Les prochains mois demeurent particulièrement incertains tant il est difficile de prévoir dans quelles mesures les taxes annoncées par Trump sur les importations américaines seront réellement mises en place. Appliquées telles quelles, elles provoqueraient probablement une récession en Chine et au Mexique, un fort ralentissement de la croissance dans d’autres régions du monde (Vietnam, Malaisie…) ainsi qu’un rebond de l’inflation aux Etats-Unis. Mais elles pourraient aussi déboucher vers des négociations bilatérales dont les effets seraient finalement limités. L’inflation est certainement le premier facteur explicatif de la défaite de Biden.

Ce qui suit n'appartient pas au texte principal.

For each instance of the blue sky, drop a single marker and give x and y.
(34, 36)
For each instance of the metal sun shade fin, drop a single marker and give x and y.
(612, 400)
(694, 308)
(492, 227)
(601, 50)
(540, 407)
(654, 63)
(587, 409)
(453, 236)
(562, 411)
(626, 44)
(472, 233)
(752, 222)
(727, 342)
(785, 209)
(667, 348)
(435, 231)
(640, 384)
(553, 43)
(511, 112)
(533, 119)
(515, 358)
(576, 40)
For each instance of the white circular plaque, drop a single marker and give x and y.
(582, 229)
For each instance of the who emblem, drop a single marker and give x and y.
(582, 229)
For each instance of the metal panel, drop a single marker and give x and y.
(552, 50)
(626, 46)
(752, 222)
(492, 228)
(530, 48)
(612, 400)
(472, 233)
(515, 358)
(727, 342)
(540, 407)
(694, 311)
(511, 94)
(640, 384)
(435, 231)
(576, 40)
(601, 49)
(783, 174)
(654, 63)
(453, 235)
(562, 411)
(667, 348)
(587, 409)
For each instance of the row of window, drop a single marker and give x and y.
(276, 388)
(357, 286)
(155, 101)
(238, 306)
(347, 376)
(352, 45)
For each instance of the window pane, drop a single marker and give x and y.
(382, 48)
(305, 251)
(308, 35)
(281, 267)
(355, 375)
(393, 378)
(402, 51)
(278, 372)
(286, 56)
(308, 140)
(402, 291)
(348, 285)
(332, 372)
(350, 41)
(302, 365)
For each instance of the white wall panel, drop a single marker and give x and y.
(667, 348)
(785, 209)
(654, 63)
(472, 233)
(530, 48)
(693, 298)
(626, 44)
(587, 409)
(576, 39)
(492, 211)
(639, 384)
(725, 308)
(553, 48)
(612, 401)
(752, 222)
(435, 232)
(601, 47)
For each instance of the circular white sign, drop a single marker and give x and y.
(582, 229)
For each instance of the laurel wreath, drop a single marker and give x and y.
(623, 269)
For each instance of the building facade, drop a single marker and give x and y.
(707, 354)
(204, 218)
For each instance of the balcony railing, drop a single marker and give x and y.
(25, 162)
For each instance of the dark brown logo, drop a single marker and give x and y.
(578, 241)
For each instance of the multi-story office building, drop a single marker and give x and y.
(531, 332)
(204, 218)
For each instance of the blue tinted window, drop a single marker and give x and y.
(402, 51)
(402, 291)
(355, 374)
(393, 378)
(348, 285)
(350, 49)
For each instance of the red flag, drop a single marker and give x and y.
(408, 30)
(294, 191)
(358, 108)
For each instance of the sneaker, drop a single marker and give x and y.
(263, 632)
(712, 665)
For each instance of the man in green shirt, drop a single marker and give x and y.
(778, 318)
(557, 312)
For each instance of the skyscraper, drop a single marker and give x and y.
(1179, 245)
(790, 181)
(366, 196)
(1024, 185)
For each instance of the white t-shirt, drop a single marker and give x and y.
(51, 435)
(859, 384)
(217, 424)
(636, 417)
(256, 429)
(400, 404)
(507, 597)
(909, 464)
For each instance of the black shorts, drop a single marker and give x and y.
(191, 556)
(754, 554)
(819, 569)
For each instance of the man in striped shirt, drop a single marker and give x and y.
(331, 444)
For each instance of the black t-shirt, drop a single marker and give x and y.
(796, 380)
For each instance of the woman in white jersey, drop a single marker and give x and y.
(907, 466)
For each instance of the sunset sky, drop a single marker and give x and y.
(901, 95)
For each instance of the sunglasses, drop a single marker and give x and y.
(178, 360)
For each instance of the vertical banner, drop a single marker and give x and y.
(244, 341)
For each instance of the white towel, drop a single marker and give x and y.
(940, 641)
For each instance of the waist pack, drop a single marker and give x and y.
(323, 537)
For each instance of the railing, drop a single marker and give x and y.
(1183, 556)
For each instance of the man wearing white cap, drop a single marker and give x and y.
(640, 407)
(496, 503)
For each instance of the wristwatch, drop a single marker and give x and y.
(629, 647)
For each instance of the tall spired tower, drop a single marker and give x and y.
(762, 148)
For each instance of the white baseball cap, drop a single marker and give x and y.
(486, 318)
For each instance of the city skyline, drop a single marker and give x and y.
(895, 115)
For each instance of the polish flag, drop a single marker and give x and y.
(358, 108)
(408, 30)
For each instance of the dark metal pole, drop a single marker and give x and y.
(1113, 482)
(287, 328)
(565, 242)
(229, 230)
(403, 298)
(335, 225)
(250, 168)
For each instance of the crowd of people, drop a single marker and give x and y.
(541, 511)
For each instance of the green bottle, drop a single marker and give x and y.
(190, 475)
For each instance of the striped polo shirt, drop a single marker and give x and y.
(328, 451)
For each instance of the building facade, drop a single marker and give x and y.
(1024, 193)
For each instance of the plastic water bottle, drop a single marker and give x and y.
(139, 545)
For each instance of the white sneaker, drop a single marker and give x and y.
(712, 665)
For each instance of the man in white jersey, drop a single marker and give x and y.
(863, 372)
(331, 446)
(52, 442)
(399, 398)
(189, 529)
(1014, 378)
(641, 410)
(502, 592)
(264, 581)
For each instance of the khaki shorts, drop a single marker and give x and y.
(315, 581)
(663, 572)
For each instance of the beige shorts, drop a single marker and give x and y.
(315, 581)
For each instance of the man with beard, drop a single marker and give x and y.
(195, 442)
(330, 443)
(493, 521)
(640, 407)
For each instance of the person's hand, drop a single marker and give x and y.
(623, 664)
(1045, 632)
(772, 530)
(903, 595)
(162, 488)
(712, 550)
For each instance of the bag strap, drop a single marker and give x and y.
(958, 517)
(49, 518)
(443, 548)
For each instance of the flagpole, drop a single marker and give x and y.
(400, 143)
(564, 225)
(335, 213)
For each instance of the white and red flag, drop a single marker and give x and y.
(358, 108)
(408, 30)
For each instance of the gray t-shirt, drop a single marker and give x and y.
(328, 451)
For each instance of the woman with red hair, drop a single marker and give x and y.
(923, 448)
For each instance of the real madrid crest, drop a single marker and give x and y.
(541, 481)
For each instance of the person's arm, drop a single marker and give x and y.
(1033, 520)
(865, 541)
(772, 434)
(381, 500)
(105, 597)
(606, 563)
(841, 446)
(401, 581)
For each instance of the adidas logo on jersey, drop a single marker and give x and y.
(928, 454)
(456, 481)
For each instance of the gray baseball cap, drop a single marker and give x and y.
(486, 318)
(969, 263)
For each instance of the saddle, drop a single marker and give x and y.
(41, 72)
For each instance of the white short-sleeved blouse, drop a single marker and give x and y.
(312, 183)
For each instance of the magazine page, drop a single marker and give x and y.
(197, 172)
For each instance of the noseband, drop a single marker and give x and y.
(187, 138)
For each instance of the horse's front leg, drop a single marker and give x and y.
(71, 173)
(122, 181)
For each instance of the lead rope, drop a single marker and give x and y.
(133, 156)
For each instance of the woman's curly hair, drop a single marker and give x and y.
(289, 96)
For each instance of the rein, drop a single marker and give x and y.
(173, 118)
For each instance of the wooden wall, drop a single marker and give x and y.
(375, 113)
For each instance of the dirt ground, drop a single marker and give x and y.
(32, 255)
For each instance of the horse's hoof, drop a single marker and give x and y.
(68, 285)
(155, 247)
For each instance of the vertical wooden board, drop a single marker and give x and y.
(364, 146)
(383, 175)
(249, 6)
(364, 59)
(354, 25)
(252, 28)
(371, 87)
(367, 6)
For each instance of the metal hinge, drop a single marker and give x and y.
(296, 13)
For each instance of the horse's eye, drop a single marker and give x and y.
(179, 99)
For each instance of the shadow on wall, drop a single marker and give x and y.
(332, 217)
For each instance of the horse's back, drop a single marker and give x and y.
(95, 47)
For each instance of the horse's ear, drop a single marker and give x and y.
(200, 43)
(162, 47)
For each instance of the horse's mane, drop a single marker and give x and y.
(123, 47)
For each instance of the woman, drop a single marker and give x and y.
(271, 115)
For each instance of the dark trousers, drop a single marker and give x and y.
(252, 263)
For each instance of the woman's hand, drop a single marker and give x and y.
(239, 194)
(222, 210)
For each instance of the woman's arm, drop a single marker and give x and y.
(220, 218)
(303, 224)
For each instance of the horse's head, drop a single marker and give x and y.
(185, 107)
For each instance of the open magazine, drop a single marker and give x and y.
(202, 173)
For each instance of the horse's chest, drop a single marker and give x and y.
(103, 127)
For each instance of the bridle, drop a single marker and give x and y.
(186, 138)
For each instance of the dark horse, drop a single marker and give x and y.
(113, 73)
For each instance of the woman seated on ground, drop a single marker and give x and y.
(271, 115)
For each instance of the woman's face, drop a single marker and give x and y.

Enfin, un accord de paix en Ukraine devient plus probable
ce qui bénéficierait en particulier à l’Europe.

Sur les marchés du crédit en euros, les anticipations de baisse de l’inflation et d’amélioration progressive de la conjoncture ont provoqué un resserrement assez sensible des spreads de taux. Ce segment de marché est donc maintenant bien valorisé et même peut-être un peu cher. Les actions, indexées par nature sur la croissance nominale, sont quant à elles relativement immunes au risque de résurgence de l’inflation, hors période de récession.
Leur niveau de valorisation est actuellement modéré en Europe avec une forte décote sur les secteurs cycliques (Banque, Automobile, Pétrole et Ressources Naturelles) qui ne peut s’expliquer qu’en partie par une analyse de leurs fondamentaux. Les actions américaines, portées par une belle dynamique bénéficiaire depuis deux ans semblent cependant vulnérables si l’on considère leur prime de risque, aujourd’hui très faible.

Sources principales :
Agence Internationale de l’Energie, Banque de France, BCE, BEA, BIS, Bloomberg, BOJ, BOC, CGP Conseils, Coface, Euler Hermès, Facset, Federal Reserve, Financial Times, FMI, INSEE, ISTAT, MIT, OCDE, OMC, Reuter.